I have two problems that I’m trying to solve. The first is that my model isn’t converging at all. When I produce a traceplot I see the following:

The second is that I’m hoping to add x offsets to the model, such that instead of starting at 0 each of the poisson distributions are offset by some x value that we model. I suspect that these two problems might be related.
I found the following post ( How to specify offset in poisson regression? ) that seems to be looking at how to add an offset, but I’m a little confused about whats actually being done there, and I’m not sure it’s solving the same problem. I’d appreciate any feedback or help about getting the model to converge or adding an offset to the data. Thank you in advance !

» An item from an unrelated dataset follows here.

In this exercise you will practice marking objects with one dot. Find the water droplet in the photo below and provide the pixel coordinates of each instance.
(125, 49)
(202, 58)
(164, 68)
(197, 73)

Poisson regression is not the same as a poisson mixture model - for adding a offset I think doing pois1 = pm.Poisson.dist(mu=lam1+offset) is enough

Thank you for your response. I’m afraid I don’t understand though. Won’t adding the offset directly to the mu of the Poisson distribution be equivalent to adding to the lambda of the Poisson distribution and not the same as offsetting by some x? or am I not understanding what the mu parameter in the Poisson.dist() function is doing?

Well, in a Poisson regression, the offset is added to your linear prediction which parameterized as mu and then transformed to the parameter for Poission (ie. lambda), so yes, they are some what equivalent. But again, here you have a mixture model without linear prediction. You can have a look at a model that is a mixture regression model: Gaussian Mixture of regression - #2 by junpenglao

Okay, I think I understand. I changed my code to the following:

with pm.Model() as model:
    lam1 = pm.Exponential('lam1', lam=1.)
    offset1 = pm.Categorical('offset1',p=[0.1 for x in range(max(new_stop_pos))])
    lam2 = pm.Exponential('lam2', lam=1.)
    offset2 = pm.Categorical('offset2',p=[0.1 for x in range(max(new_stop_pos))])
    pois1 = pm.Poisson.dist(mu=lam1+offset1)
    pois2 = pm.Poisson.dist(mu=lam2+offset2)
    w = pm.Dirichlet('w',a=np.array([1.,1.]))
    like = pm.Mixture('like',w=w,comp_dists=[pois1,pois2],observed=new_stop_pos)
with model:
    trace = pm.sample(50000,n_init=10000,tune=100000)

I’m still not seeing convergence though. The new traceplot looks like this:

Should I be doing something different in order to get better convergence?

I think I figured it out, the model wasn’t converging because the offsets were occasionally changing by one or two and the lambdas had to adjust when that happened. If I model once to get the approximate offsets, then model again with the offsets fixed, I get good convergence.

  1. You should change the pm.Categorical to a continuous variable (e.g., Uniform), it helps convergence.
  2. Mixture model is difficult to sample, have a look at How to improve fit of Poisson Mixture Model in PyMC3?

Sounds good, I have switched to a Uniform distribution rather than a Categorical one for the offsets. Thank you so much you’ve been very helpful.